After the Wreck of Cali was sufficiently explored, we headed out to the East End for some fried fish and more snorkeling. Saying 'snorkeling at the East End' is pretty vague cuz it's a huge area with lots of different beaches. Not sure exactly where the snorkel spot was. Yeah so, here comes the fish: Here's a French angelfish. I've blogged about this here fish in a previous post. The reason that this picture is cool is because the fish is in the transitional stage between juvenile and adult (fish puberty?).Here's a green moray eel. They can grow to be 6+ feet! This specimen was in the upper end of the size spectrum. I think I was getting on his nerves!This cool-looking fish is called a 'Spotted trunkfish.' It feeds on turnicates, sea cucumbers, sea urchins and seagrasses. This picture is nice because the fish is focused!This is the back side of a lionfish. They are really cool and there spines are poison (they hurt but won't kill you). They show you there backside while in the defensive position. It's interesting to see one of this here in the Cayman islands because, they're not indigenous to this area. According to an article about lionfish on Wikipedia, a hurricane in Florida release these fish from an aquarium and now there proliferation is disrupting the ecosystem of the Caribbean coral reefs.

Snatched up a lobster for dinner on the way home before the end of lobster season.

Wednesday, March 3, 2010

Snorkeling at the Wreck of Cali in George Town (Feb 21, 2010)

Got full day of snorkeling in today! Went to two different sites! The first site was in right in George Town, Grand Cayman. You wouldn't guess that there'd be a great snorkeling site so close to downtown but, there is!Pretty cool spot to enter the water from. There's a wreck underwater out there somewhere.I noticed this fuzzy chiton before entering the water. I guess some people eat these!?! You have to pry them off the rock using a knife.
Once in the water, I came upon this group of baby surgeon fish.The Wreck of Cali is a cool snorkel spot because there's a bunch of these tarpon swimming around. They're pretty big so that's exciting. Tarpons are a type of primitive silvery fish.
Here's part of the Wreck of Cali. Pretty cool that you can see a ship wreck while snorkeling.
Here we have a male blue parrotfish (the female has a yellow stripe on its less square head). There was a bunch of these guys here. They get to be a good size too.

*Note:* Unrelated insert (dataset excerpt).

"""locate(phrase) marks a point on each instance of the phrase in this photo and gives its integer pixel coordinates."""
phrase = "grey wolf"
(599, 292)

Snorkeling at Barker's Bay (Feb 17, 2010)

Went to Barkers Bay this time, which is on the North part of Grand Cayman past Westbay. Once there, we had to do a long swim to make it out to the reef where the waves were crashing. You can see that's it's really far out there:
On the way out to the reef, we encounter.....:a healthy looking stingray who was one the move. Once we got out to the reef, there were a bunch of fish but, the crashing waves were pushing us around and it made it hard to click some clear pictures.Here's a chipper little Squirrel fish.This is a delicious looking Nassau grouper. You can kind of see how the water was swirling around. I wonder what the best way to catch one of these is without a spear-gun?
I thought I'd include this picture of some fire coral. I brushed up against some this day and now I know why they call it 'fire' coral. It really stings as little bits get lodged in you skin. Anyway, watch out for this stuff.
Just before heading back to shore, I spotted this little eel hiding in the coral. It's a goldentail moray eel.
Here's a cool school of surgeon fish. Classic.This Caribbean spiny lobster wants to be left alone.

Field Guides to Caribbean Coral Reef Fishes


I wasn't happy with not knowing the proper names of some of the fish I was seeing. So, I went out and bought a couple of books to help me out. I bought:

This book is full of drawings of fish.

I also picked up this little diddy:
This book is really sweet. It uses photographs to help you identify fish.

Now, identifying fish and reef creatures has never been easier! So, I went back and edited my old posts so that the correct names are displayed. I feel that increased accuracy of fish identification will increase the quality of this here blog.